"Bernard Woma In Concert"
Virtuosity and live power from the legendary master of the African "gyil" xylophone.
"Bernard Woma In Concert" features master Ghanaian musician
Bernard Woma, along with percussionists
Mark Stone and Kofi Ameyaw. The group performs traditional Dagara bewaa
and binne music as well as Bernard's original compositions.
Online Now! (from CDBaby.com)
Bewaa is a recreational music which literally translates "you come."
Bewaa music is played at social events where community members come together.
Such events can include but are not limited to: the enstoolment of a chief,
harvest festivals, marriage ceremonies, and naming ceremonies. Bewaa is
also commonly played at pito bars where family and friends gather together
to share in the local brew (pito), song, and dance.
During a performance of recreational Dagara music, everyone present actively
participates. Typically, two xylophones (gyile) and two gourd drums (koi)
are placed in the center with dancers (sebsebiir) moving in a circle around
the musicians. The dancers alternate between a slow stepping motion and
a vigorous dance. During the slower movement, the dancers walk in a circle
while singing. When the xylophonist (gyil-mwiere) plays the "dance
beat" the singing stops, the drumming intensifies, and dancers move
in unison through a sequence of quick, athletic steps. After this vigorous
dancing is completed, the xylophonist changes the music back to the relaxed
walking section and a new song begins. This alternation between song and
dance sections can last for hours, as one section flows into the next
in a seemingly endless composition.
The most advanced forms of gyil music are performed at funerals and other
religious ceremonies. Most Dagara funerals last for three full days. The
gyile and koi are played continuously throughout this three-day ceremony.
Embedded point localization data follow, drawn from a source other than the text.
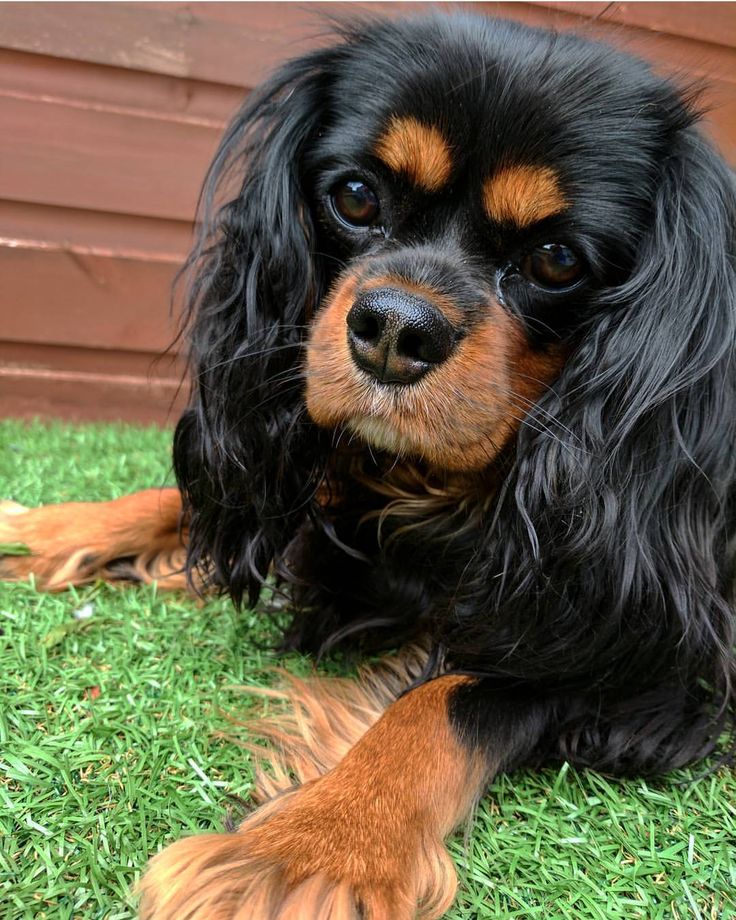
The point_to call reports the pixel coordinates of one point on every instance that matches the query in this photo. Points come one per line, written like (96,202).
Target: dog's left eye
(355,202)
(553,265)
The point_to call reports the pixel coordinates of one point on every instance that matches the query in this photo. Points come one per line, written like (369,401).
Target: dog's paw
(319,853)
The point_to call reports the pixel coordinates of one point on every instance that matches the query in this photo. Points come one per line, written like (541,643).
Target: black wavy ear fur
(244,454)
(612,571)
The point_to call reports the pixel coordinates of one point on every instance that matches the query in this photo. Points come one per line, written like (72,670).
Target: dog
(462,318)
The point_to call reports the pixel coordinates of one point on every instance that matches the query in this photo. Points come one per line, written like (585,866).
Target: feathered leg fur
(383,781)
(136,538)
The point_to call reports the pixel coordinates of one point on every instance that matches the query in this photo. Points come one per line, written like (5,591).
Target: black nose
(396,336)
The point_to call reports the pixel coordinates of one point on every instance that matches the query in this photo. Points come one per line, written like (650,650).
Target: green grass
(109,746)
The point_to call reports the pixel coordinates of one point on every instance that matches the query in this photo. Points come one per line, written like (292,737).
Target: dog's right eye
(355,203)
When one group of musicians tires, another group quickly replaces them.
Men present at the funeral site gather around the musicians and participate
in dirge singing. At times, a group of men will break away from the singing
to form a line of dancers. These dancers move around a throne-like structure
built out of sticks called a paala that holds the deceased's body. Separate
groups of women also dance to and from the paala throughout the ceremony.
Dagara funeral music and dance are referred to collectively as binne,
which translates "let's stomp." Men and women have distinct
styles of dancing. These dance styles are made up of highly syncopated
leaps and stomps coordinated with the binne music.
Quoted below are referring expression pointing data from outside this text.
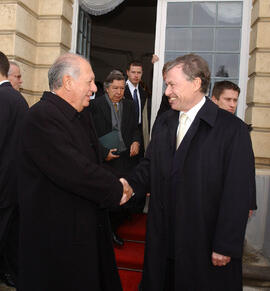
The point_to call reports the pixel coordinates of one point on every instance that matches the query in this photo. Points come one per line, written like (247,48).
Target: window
(218,30)
(209,29)
(83,34)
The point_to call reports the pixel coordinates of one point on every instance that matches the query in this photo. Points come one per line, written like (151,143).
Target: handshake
(127,191)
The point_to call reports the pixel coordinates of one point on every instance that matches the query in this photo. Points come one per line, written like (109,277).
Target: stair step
(130,255)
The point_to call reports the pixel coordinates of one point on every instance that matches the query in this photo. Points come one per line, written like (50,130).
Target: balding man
(198,170)
(64,192)
(14,75)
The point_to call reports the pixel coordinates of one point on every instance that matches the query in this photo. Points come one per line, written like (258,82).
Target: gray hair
(66,64)
(12,63)
(193,67)
(113,75)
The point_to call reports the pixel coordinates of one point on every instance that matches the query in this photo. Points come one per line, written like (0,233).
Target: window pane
(202,39)
(79,43)
(230,13)
(209,59)
(169,56)
(228,39)
(178,39)
(81,17)
(204,13)
(179,14)
(227,65)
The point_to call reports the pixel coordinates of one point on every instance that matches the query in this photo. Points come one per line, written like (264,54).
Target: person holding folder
(117,128)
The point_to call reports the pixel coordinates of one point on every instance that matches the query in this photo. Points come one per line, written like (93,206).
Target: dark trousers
(9,231)
(169,276)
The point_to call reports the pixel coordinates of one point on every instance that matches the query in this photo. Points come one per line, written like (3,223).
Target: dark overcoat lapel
(63,195)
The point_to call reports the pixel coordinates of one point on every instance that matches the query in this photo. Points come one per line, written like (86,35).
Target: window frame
(160,51)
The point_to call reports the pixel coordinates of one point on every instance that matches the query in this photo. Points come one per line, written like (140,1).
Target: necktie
(135,98)
(182,129)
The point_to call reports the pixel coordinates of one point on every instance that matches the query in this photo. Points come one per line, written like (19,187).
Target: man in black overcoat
(12,110)
(64,192)
(198,170)
(113,113)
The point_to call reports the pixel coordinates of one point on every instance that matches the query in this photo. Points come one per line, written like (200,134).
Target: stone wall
(258,114)
(34,33)
(258,96)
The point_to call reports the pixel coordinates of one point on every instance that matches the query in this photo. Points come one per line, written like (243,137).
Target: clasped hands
(127,191)
(220,260)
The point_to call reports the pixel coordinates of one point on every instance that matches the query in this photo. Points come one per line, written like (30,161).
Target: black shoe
(7,279)
(117,239)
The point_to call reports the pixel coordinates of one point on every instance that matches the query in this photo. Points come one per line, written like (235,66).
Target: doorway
(124,34)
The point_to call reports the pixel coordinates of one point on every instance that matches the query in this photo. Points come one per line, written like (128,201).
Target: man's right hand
(127,191)
(111,156)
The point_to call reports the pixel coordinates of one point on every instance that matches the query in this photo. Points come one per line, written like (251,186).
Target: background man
(134,91)
(112,112)
(12,110)
(225,94)
(63,190)
(197,169)
(14,75)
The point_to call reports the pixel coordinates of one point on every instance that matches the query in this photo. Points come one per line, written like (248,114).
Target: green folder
(110,140)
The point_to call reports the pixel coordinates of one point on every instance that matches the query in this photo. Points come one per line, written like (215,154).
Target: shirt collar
(132,87)
(194,110)
(69,111)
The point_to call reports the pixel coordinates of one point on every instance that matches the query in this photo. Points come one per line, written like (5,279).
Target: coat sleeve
(235,199)
(48,145)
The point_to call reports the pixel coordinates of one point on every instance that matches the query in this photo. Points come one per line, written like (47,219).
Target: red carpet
(129,258)
(130,280)
(130,255)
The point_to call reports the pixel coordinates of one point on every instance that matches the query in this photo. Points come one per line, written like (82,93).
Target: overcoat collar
(69,111)
(208,114)
(6,84)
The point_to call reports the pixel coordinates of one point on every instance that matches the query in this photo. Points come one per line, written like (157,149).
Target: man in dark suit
(225,94)
(12,110)
(64,192)
(198,170)
(113,113)
(134,91)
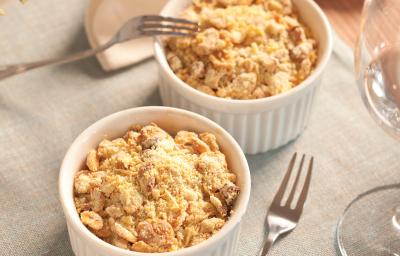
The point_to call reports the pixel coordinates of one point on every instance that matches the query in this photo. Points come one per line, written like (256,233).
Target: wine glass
(370,224)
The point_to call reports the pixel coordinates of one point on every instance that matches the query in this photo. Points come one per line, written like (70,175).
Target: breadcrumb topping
(245,49)
(151,192)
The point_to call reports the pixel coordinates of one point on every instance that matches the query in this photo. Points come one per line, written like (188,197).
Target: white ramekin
(262,124)
(84,243)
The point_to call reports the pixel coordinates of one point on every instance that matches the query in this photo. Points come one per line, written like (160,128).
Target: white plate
(105,17)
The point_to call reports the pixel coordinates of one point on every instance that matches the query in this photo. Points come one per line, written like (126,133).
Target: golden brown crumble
(246,49)
(150,192)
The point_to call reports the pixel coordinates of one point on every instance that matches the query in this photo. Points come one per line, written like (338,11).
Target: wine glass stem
(396,218)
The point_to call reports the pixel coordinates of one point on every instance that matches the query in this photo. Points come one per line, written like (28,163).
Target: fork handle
(268,242)
(10,70)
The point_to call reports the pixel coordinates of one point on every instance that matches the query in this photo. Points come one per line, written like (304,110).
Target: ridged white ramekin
(85,243)
(262,124)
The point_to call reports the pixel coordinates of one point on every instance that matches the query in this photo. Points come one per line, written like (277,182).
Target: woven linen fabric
(42,111)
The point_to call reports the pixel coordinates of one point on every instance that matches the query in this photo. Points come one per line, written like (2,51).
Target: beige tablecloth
(41,112)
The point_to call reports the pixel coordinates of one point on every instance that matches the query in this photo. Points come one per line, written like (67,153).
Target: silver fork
(281,217)
(141,26)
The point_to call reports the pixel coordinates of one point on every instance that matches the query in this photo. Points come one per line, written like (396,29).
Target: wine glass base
(370,224)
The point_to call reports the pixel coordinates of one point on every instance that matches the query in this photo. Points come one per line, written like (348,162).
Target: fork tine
(167,19)
(291,195)
(304,192)
(161,26)
(281,191)
(165,33)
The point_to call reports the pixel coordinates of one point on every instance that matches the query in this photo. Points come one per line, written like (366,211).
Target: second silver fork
(281,217)
(148,25)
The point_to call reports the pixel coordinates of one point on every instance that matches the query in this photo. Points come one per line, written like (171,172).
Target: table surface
(344,16)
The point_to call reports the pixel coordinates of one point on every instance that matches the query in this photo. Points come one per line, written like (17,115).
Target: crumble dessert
(245,49)
(151,192)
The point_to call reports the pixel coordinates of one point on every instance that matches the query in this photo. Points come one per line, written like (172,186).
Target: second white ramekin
(85,243)
(262,124)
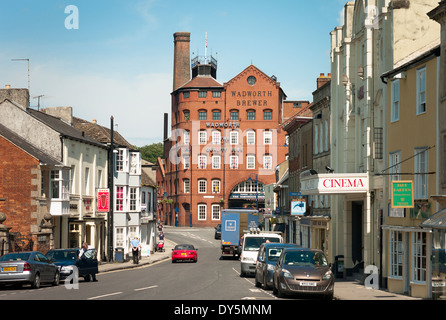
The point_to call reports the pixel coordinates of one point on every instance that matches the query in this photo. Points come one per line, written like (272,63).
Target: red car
(184,252)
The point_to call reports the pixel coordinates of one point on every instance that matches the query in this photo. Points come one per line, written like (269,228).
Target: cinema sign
(334,183)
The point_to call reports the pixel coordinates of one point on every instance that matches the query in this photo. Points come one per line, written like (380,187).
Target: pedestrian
(84,249)
(135,250)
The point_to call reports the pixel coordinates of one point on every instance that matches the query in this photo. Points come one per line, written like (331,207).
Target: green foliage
(152,151)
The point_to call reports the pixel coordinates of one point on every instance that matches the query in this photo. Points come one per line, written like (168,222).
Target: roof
(35,152)
(63,127)
(201,81)
(435,221)
(100,133)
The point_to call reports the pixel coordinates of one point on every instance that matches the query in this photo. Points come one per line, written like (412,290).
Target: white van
(250,249)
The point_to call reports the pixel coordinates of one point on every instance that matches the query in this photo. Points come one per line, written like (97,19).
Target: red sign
(103,200)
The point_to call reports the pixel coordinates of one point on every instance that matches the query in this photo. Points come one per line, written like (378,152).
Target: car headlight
(287,274)
(327,275)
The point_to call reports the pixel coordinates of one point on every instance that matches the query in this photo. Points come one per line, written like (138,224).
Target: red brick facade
(18,185)
(227,116)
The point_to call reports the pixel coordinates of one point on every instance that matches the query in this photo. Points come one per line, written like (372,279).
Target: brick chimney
(181,59)
(322,79)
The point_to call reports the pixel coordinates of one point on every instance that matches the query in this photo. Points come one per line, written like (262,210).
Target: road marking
(151,287)
(105,295)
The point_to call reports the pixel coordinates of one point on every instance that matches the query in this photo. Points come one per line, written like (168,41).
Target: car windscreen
(66,255)
(254,243)
(18,256)
(305,259)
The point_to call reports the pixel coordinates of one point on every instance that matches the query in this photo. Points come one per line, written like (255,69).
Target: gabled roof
(100,133)
(63,127)
(201,82)
(35,152)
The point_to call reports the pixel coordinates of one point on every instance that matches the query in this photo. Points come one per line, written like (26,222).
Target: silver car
(28,267)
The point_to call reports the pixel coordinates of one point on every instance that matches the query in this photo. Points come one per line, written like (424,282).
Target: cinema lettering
(251,98)
(334,183)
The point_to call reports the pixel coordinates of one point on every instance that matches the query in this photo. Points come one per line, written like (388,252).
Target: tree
(152,151)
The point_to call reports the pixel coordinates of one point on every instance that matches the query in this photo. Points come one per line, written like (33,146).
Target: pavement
(345,289)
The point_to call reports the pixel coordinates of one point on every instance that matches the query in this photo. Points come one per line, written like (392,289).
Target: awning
(435,221)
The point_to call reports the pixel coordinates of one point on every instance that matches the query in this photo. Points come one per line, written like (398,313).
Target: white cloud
(137,103)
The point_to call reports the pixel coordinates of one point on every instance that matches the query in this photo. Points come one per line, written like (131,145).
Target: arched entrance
(248,193)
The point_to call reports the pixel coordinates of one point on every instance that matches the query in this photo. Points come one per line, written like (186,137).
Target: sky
(115,57)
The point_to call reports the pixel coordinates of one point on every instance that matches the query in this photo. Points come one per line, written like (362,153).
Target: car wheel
(56,279)
(36,282)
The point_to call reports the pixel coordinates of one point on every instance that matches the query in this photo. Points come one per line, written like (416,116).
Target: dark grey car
(28,267)
(267,258)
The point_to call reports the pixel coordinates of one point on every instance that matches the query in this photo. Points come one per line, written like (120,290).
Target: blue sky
(119,61)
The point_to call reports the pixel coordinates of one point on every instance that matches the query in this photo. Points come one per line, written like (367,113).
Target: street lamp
(257,190)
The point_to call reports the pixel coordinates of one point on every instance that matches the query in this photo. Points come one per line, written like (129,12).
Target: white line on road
(151,287)
(105,295)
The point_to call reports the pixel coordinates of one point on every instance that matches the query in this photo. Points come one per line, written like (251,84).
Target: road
(211,278)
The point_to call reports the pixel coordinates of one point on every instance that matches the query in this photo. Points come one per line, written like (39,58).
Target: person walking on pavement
(135,250)
(84,249)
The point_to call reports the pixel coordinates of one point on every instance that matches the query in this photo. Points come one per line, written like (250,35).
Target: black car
(68,259)
(218,231)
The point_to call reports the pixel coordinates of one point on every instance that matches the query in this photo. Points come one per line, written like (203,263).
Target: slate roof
(35,152)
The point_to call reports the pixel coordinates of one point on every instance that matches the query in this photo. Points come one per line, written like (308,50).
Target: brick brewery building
(232,130)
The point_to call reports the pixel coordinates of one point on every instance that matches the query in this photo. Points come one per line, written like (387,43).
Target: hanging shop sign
(402,194)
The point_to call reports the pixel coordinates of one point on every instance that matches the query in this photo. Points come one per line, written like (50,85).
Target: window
(395,104)
(202,115)
(119,198)
(216,115)
(419,255)
(251,137)
(202,186)
(250,162)
(215,212)
(267,115)
(267,137)
(202,161)
(216,162)
(421,176)
(186,161)
(201,212)
(250,115)
(202,137)
(233,135)
(87,181)
(133,198)
(186,185)
(396,254)
(60,184)
(215,186)
(233,162)
(135,163)
(216,137)
(421,90)
(267,162)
At a funeral, a xylophonist begins each session of dirge singing with
a series of fast, unaccompanied runs up and down the gyil. These musical
phrases (chob) establish a pitch center for the singers. The musicians
and dirge singers (sugsug-be) then continue with songs for the deceased
and his or her family. There are specific songs sung for men and specific
songs sung for women, with additional categories of songs for elders,
chiefs, and children. During the funeral ritual, every phrase the xylophonist
plays has literal meaning in the Dagara language. Throughout a funeral
all praises, proverbs, mourning, words of consolation, sympathy, advice,
insults, and commentary are expressed through the music.
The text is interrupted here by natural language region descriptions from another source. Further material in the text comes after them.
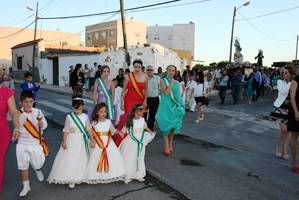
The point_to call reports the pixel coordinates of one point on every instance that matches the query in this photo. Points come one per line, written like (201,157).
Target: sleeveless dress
(167,117)
(130,99)
(6,93)
(134,164)
(70,164)
(116,170)
(293,125)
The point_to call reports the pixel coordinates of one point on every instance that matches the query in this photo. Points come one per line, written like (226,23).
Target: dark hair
(129,122)
(27,74)
(26,94)
(76,103)
(99,106)
(200,77)
(138,61)
(104,67)
(290,69)
(78,66)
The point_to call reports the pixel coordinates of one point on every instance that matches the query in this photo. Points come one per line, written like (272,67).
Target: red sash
(33,131)
(103,162)
(134,83)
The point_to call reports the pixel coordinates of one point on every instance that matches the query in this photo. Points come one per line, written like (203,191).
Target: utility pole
(232,36)
(34,38)
(127,56)
(297,48)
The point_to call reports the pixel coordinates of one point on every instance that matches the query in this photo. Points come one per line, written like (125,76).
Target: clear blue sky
(212,20)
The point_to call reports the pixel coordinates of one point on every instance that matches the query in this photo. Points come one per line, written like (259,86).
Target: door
(55,71)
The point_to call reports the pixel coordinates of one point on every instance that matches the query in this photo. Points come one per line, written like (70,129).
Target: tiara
(77,98)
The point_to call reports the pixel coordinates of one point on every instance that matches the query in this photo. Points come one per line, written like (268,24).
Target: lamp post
(233,26)
(34,37)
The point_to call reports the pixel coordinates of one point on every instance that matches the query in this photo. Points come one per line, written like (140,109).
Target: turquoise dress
(169,115)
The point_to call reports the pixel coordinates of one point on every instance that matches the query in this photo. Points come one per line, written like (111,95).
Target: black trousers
(152,104)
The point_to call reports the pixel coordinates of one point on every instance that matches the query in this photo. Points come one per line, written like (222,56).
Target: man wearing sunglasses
(152,96)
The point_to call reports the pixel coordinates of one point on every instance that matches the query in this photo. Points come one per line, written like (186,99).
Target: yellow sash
(133,81)
(28,125)
(103,162)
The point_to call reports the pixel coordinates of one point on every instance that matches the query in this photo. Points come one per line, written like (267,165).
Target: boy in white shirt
(31,147)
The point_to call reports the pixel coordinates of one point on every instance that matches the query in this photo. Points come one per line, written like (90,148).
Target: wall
(52,37)
(65,62)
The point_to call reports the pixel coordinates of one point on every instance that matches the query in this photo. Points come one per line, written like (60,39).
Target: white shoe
(141,180)
(40,175)
(26,189)
(71,185)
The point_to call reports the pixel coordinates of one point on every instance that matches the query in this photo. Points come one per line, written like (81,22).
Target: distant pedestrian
(171,109)
(236,84)
(223,85)
(30,86)
(77,81)
(152,96)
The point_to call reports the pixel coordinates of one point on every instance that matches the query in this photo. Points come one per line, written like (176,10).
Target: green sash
(108,97)
(82,129)
(139,142)
(166,81)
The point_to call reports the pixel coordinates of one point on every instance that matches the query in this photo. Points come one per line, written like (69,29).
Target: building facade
(110,35)
(179,37)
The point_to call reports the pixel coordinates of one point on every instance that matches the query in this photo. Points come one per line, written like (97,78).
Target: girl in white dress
(105,163)
(71,160)
(133,146)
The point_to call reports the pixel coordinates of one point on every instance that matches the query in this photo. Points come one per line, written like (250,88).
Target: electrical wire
(269,14)
(263,33)
(22,29)
(111,12)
In addition to being a leading performer of traditional Dagara music,
Bernard is also great innovator. He regularly creates new compositions
for his instrument, often reflecting on events in his personal life and
in the world around him. He has composed many new works for the gyile
during the past decade. In his compositions, Bernard brings together elements
of traditional Dagara music with new musical concepts developed as a concert
artist playing the gyil on stages throughout the world.